Como el cielo se oscurecía, Dashvara levantó los ojos hacia las copas de los árboles y sus ramas sinuosas. En el silencio del crepúsculo, pronunció:

—Lifdor y Nanda. Shiltapi. Todakwa. —Su mandíbula se tensó cuando agregó—: Y Walek. Y todos los demás guerreros.

Y todos los asesinos de toda Háreka, ya que estamos… El último de la lista serás tú.

Obviamente, no era razonable. Pero, en cierto modo, era más imparcial que la venganza de su padre. Los cabecillas de los clanes habían tramado el ataque concertado, cierto. Pero todos y cada uno de los guerreros que habían asaltado el torreón habían participado en la masacre. Todos eran culpables. Todos se habían aprovechado del botín.

Sí, pero en una batalla contra los salvajes, se mata y se saquea, ¿qué esperabas? Esa es la regla principal, a fin de cuentas. Matar, vivir y ganar. O matar, morir y perder. El único consuelo es que, al final de todo, todos acaban muriendo.

El pensamiento era poco alentador y tampoco contribuyó a aplacar la ira que consumía a Dashvara por dentro. Sabía que la cólera descontrolada era contraproducente, pero no podía remediarlo: tras pasar varios días con el corazón frío como la muerte, sentía que volvía a resucitar en él la llama de la vida, pero, a estas alturas, la llama tan sólo gritaba venganza. Sus puños se cerraron sobre unos sables invisibles.

Será mejor que trate de calmarme un poco, pensó con la respiración acelerada.

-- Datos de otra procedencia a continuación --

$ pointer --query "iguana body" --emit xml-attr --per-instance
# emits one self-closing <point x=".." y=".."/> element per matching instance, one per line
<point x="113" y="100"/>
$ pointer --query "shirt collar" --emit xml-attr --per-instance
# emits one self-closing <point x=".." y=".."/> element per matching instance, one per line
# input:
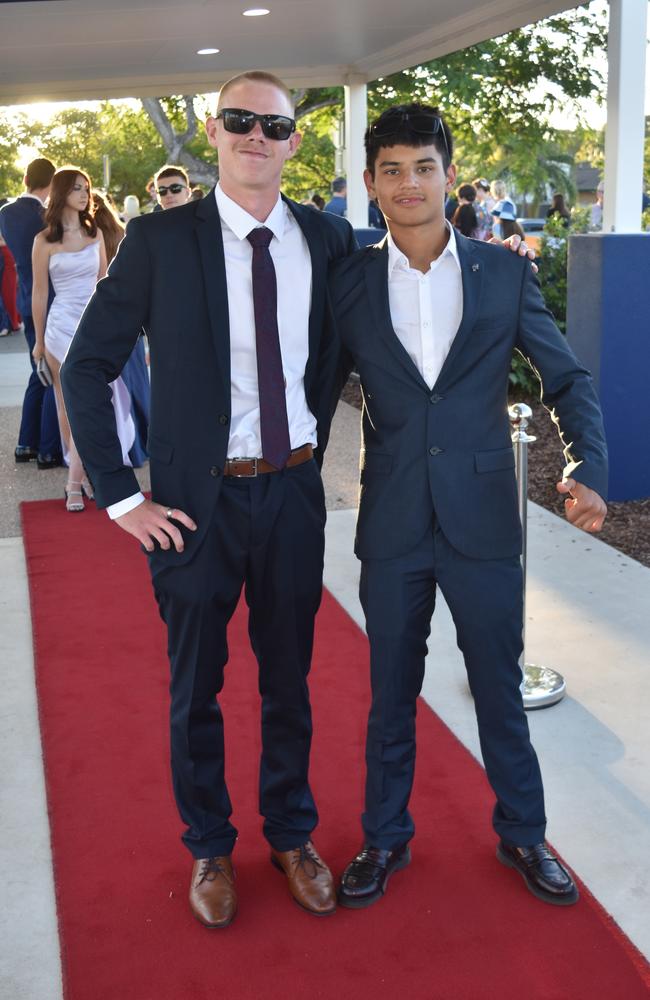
<point x="397" y="259"/>
<point x="242" y="222"/>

La serpiente roja no se exalta de esa manera y ataca cuando menos se la espera. Siempre había sido un hombre comedido, poco paciente pero también poco dado a actuar con necedad. Tenía que recobrarse de todo lo ocurrido y volver a ser el Dashvara de antes. No se luchaba bien con las ideas confusas.

La noche cayó, fresca bajo las ráfagas de viento. Dashvara se alejó del río y regresó ante la casa de Nanda. Se preguntó en qué habitación escondían a las prisioneras. Deseaba volver a ver a Fayrah y sus sonrisas tímidas y graciosas. La conocía bien. Dos años apenas los separaban y ambos habían jugado juntos de niños, con su hermano Showag. Habían compartido secretos y cuentos, descubierto los pasadizos del torreón y asistido a las largas lecciones de Maloven. Luego, cuando él cumplió catorce inviernos, su señor padre lo nombró como patrulla. A partir de entonces, Dashvara había pasado más tiempo en la estepa y las granjas vecinas que en el torreón. Pronto, se había percatado de que ya la infancia de ambos había quedado atrás. Fayrah se había convertido en una niña tímida, hermosa y más ingenua tal vez si cabe que cuando tenía ocho años. Dashvara, él, había conocido a un Ladrón de la Estepa, había azotado a bandidos, luchado contra los monstruos y cercenado la cabeza de un criminal ante los ojos implacables del señor Vifkan.

Ambos habían seguido caminos muy distintos.

Necesito a alguien con quien hablar, se dijo de pronto. Necesito dejar de pensar y de recordar…

Deseaba entrar en casa de Nanda y hablar con Fayrah. Decirle que todo iba a arreglarse, que no estaba sola y que, pasase lo que pasase, él cuidaría de ella. Sin embargo, algo le impedía siquiera intentar hablarle. No era el temor a ser descubierto. En realidad, tenía miedo de que el deseo de ponerla a salvo destruyese por completo la ira que vibraba en su interior. Necesitaba controlar esa ira y avivarla para seguir avanzando. La necesitaba para que su mano no temblase cuando llegara el momento.

Se apartó de la casa de Nanda como una sombra y se deslizó otra vez colina abajo. Evitó a un vigía y, dándose cuenta de pronto de que estaba agotado, acabó sentándose contra la corteza de un árbol y se quedó dormido.